El Bilal Touré è un attaccante che sta emergendo. Classe 2001, compirà 22 anni a ottobre. È una punta ma non ha grandi numeri realizzativi fin qui: 7 gol in 21 partite nell’ultima Liga con l’Almeria, in precedenza 9 gol in 64 partite al Reims in Francia. Questo perché è un attaccante mobile, che svaria molto. Bravo in contropiede e in profondità. Ha grandi mezzi fisici, più che tecnici, con un potenziale interessante soprattutto sotto Gasperini. Basti pensare all’anno scorso Lookman e Hojlund.

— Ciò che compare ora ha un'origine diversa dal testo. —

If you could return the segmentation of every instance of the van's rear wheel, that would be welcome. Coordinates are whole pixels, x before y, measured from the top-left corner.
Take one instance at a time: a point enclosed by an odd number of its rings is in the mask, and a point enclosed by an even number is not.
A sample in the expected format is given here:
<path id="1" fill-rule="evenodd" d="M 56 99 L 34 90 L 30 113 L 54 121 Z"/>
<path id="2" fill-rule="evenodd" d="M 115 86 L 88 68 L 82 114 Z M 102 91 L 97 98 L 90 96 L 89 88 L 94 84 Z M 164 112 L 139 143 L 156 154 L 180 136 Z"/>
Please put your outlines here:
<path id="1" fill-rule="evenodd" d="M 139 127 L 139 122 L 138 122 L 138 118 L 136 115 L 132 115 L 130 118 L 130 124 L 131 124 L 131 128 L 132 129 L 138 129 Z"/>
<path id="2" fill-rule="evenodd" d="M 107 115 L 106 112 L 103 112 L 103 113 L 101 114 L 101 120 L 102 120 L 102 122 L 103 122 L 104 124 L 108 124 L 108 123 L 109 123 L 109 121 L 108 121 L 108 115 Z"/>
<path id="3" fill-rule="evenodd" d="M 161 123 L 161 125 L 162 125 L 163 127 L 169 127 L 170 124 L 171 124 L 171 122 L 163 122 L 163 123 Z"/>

Ecco, la concorrenza rimane sempre il problema degli attaccanti dell’Atalanta. Ancora di più con l’Europa. Al momento, anche se parte Hojlund ed è andato via Boga, rimangono Muriel, Zapata e Lookman. Al primo posto ad ora ci sarebbe Lookman che è anche rigorista (insieme a Koopmeiners, mentre Touré ne ha tirati solo 4 in carriera), mentre i due colombiani solo calati nell’ultimo anno. E bisogna anche vedere se rimarranno. Touré può essere un buon jolly, anche qualcosa di più, ma bisogna vedere come sarà l’attacco dell’Atalanta a fine mercato. Al momento potrebbe giocare uno tra Touré e Zapata e uno tra Lookman e Muriel, con Koopmeiners o Pasalic sulla trequarti. Ma El Bilal e Duvan possono anche giocare insieme, viste le caratteristiche del maliano. Il mercato sarà ancora lungo e le valutazione dovranno essere fatte quando la situazione sarà più chiara. C’è comunque già un difetto per Touré: il Mali giocherà la Coppa d’Africa e Touré dovrebbe essere convocato. Il prezzo all’asta dovrà tenere conto anche di questo.